Quadratic complexity though use of STArrays
Tobias Olausson
tobsan at gmail.com
Tue Sep 22 16:33:27 EDT 2009
Hi Dan!
You might want to change the following:
shuffleRec :: StdGen -> [a] -> [a]
shuffleRec g list = x:shuffleArr g' xs
(n,g') = randomR (0,length list-1) g
(x:xs') = drop n list
xs = take n list ++ xs'
into the following:
shuffleRec :: StdGen -> [a] -> [a]
shuffleRec g list = x:shuffleRec g' xs
(n,g') = randomR (0,length list-1) g
(x:xs') = drop n list
xs = take n list ++ xs'
Since shuffleRec just called shuffleArr, one would expect them
to run in approximately the same time :-)
Dan Rosén:
> Dear haskell-cafe users,
> I am constructing a shuffle function: given an StdGen and a list, return the
> list permuted, with all permutations of equal probability.
> There is the simlpe recursive definition: generate a number from 1 to length
> list, take this element out from the list, call the function recursively on
> the remaining list and then cons the element on the shuffled list.
> A more imperative approach is to make the list an array, and traverse the
> array in reverse, swapping the iterated element with an arbitrary element
> less than or equal to the iterator.
> These functions are implemented as shuffleRec and shuffleArr, respectively.
> What complexity does these functions have?
> I argue that the shuffleArr function should be O(n), since it only contains
> one loop of n, where each loop does actions that are O(1): generating a random
> number and swapping two elements in an array.
> I argue that the shuffleRec function should be O(n^2), since for each call,
> it creates a new list in O(n), with the drop and take calls, and calls itself
> recursively. This yields O(n^2).
> However, they both have the same runnig time (roughly), and through looking
> at the plot it _very_ much looks quadratic.
> I am compiling with GHC and I guess there is something in the lazy semantics
> that confuses me about the complexities, and maybe I have misunderstood how
> STArrays work.
> Any pointers to what's going in is greatly appreciated!
> Best regards,
> Dan Rosén, Sweden
> Here is the code:
> module Main where
> import Control.Monad
> import Control.Monad.ST
> import Data.Array.ST
> import Data.STRef
> import System.Random
> import Time
> import CPUTime
> shuffleArr :: StdGen -> [a] -> [a]
> shuffleArr g list = runST $ do
> let n = length list
> gref <- newSTRef g
> arr <- listToArray list
> forM_ [n,n-1..2] $ \p -> do
> m <- rand (1,p) gref
> swap arr m p
> getElems arr
> where
> rand range gref = do
> g <- readSTRef gref
> let (v,g') = randomR range g
> writeSTRef gref g'
> return v
> swap a n m = do
> [n',m'] <- mapM (readArray a) [n,m]
> mapM (uncurry $ writeArray a) [(m,n'),(n,m')]

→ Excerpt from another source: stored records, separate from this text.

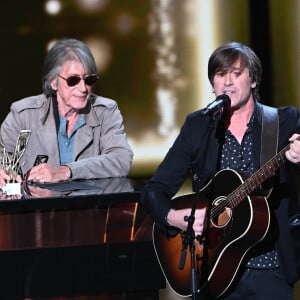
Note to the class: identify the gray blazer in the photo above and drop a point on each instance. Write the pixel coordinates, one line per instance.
(101, 148)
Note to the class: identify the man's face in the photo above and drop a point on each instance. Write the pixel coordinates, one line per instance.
(236, 83)
(71, 97)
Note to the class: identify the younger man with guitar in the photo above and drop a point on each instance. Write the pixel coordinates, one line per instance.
(239, 232)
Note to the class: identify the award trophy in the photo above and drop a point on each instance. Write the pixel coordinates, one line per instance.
(10, 163)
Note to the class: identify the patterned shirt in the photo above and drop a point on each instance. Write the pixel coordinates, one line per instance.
(238, 157)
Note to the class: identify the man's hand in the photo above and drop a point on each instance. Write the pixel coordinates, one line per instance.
(293, 154)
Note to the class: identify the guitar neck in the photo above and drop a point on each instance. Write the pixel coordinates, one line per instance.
(257, 178)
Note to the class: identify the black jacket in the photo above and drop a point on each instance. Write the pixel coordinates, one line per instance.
(196, 151)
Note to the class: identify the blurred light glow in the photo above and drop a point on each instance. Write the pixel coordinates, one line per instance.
(101, 50)
(53, 7)
(91, 5)
(124, 23)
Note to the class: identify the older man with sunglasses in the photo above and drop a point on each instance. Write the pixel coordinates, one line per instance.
(80, 135)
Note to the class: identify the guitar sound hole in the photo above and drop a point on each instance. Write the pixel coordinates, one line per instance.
(220, 215)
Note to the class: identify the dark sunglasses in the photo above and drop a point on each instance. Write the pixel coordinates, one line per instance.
(74, 80)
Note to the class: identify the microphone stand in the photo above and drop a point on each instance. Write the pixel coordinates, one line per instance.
(189, 235)
(188, 242)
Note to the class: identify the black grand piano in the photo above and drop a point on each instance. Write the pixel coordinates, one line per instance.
(78, 239)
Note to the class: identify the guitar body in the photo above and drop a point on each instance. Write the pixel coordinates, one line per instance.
(220, 252)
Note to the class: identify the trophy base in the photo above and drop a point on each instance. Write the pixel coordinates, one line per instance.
(11, 189)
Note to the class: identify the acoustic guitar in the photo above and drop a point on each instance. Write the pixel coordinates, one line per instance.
(236, 221)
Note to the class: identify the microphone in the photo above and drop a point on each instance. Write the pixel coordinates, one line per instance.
(217, 105)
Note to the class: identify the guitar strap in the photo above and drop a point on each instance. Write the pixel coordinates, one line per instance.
(269, 140)
(269, 136)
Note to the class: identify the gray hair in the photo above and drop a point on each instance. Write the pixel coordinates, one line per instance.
(64, 50)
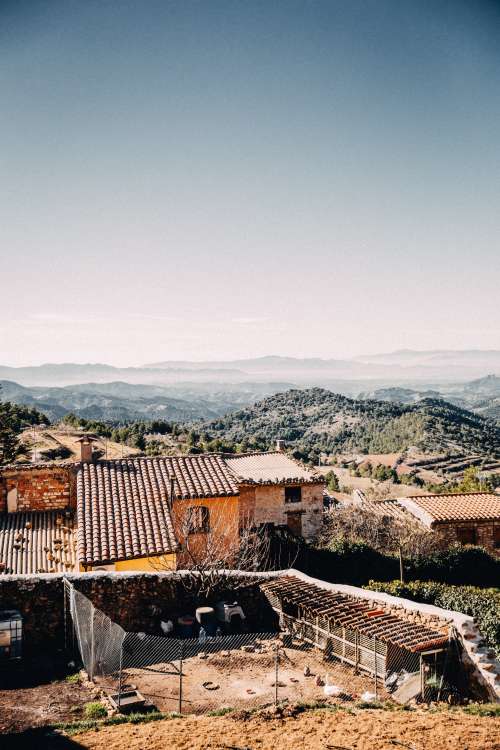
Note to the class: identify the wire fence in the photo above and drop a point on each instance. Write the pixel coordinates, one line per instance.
(300, 664)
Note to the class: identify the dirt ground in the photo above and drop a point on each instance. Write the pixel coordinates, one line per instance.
(362, 730)
(237, 679)
(36, 693)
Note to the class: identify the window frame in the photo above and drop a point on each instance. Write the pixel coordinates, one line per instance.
(293, 489)
(202, 525)
(470, 531)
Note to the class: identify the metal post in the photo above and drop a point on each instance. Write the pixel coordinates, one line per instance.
(180, 677)
(65, 601)
(356, 650)
(276, 675)
(120, 678)
(92, 645)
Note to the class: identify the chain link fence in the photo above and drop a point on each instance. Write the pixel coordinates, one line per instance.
(302, 664)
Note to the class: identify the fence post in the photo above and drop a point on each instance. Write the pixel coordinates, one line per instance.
(120, 678)
(180, 675)
(65, 601)
(276, 674)
(92, 644)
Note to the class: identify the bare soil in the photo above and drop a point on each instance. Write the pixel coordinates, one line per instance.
(237, 679)
(342, 730)
(36, 693)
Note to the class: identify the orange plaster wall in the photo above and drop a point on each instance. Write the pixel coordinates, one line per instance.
(224, 523)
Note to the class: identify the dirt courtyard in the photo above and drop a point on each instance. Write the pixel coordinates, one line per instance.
(36, 692)
(315, 730)
(238, 679)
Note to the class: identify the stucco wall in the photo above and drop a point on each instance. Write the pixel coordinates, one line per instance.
(223, 522)
(266, 504)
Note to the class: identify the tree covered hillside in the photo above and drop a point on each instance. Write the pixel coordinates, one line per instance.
(316, 420)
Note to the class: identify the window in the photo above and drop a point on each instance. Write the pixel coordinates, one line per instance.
(293, 494)
(466, 535)
(198, 520)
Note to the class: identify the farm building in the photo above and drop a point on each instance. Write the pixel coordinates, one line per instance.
(460, 518)
(363, 633)
(135, 513)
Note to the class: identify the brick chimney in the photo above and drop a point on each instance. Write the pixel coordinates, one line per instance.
(86, 449)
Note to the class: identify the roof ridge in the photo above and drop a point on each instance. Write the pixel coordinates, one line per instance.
(450, 494)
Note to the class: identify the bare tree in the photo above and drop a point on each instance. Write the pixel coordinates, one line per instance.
(386, 527)
(214, 543)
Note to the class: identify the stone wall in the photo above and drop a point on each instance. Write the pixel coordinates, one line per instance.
(485, 533)
(265, 503)
(32, 488)
(136, 601)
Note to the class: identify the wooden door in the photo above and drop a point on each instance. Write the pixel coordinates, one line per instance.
(294, 523)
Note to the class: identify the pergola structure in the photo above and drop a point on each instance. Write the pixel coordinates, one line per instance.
(351, 629)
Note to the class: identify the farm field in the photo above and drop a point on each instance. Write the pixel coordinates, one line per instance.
(341, 730)
(61, 444)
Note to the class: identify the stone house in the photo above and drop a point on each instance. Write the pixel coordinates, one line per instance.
(135, 513)
(461, 518)
(466, 518)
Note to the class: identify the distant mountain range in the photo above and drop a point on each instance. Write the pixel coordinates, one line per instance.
(125, 402)
(481, 396)
(401, 367)
(314, 421)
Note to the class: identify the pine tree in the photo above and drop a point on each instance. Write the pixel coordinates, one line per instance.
(9, 442)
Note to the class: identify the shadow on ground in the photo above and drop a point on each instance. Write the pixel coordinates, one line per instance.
(38, 739)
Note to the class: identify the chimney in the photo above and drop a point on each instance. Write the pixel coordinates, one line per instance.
(86, 449)
(171, 492)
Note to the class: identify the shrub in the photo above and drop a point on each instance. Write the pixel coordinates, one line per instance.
(462, 566)
(94, 710)
(483, 604)
(356, 563)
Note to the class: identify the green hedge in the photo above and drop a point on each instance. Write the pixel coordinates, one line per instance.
(483, 604)
(357, 564)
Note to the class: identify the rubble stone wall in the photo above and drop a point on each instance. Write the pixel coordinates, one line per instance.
(136, 601)
(265, 503)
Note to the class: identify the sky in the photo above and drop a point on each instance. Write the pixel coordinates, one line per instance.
(209, 180)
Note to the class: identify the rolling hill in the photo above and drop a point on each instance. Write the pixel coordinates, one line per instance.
(316, 420)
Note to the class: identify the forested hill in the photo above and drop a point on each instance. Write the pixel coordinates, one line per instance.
(315, 420)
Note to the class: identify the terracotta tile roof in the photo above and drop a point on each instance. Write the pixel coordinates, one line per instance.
(269, 467)
(473, 506)
(390, 508)
(37, 541)
(358, 614)
(123, 511)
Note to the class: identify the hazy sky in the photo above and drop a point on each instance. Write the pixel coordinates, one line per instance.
(221, 179)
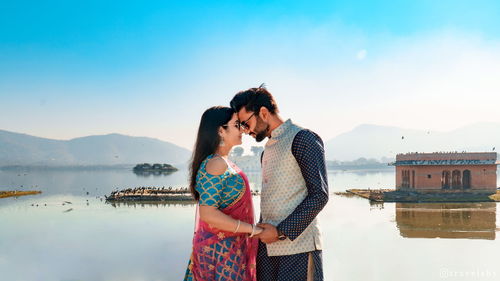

> listToArray :: [a] -> ST s (STArray s Int a)
> listToArray list = let n = length list
> in newListArray (1,n) list
> shuffleRec :: StdGen -> [a] -> [a]
> shuffleRec g list = x:shuffleArr g' xs
> where
> (n,g') = randomR (0,length list-1) g
> (x:xs') = drop n list
> xs = take n list ++ xs'
> -- A somewhat lame attempt to derive the complexities through testing,
> -- prints the times for the different functions in a table
> main :: IO ()
> main = do
> let times = take 30 $ iterate (+30000) 10000
> answers <- mapM test times
> sequence_ [ putStrLn $ concatMap ((++ "\t"). show) [toInteger t,arr,rec]
> | (t,(arr,rec)) <- zip times answers
> ]
> -- Perform a test of size n, and return the cycles it took for the different
> -- algorithms in a pair. Evaluation is enforced by seq on length of the list.
> test :: Int -> IO (Integer,Integer)
> test n = do
> let list = [1..n]
> [g1,g2] <- replicateM 2 newStdGen
> length list `seq` do
> s <- doTime ("shuffleArr " ++ show n) $
> (length $ shuffleArr g1 list) `seq` return ()
> s' <- doTime ("shuffleRec " ++ show n) $
> (length $ shuffleRec g2 list) `seq` return ()
> return (s,s')
> -- This is taken from GenUtil from the JHC creator's homepage
> doTime :: String -> IO a -> IO Integer
> doTime str action = do
> start <- getCPUTime
> x <- action
> end <- getCPUTime
> let time = (end - start) `div` 1000000 -- `div` cpuTimePrecision
> -- putStrLn $ "Timing: " ++ str ++ " " ++ show time
> return time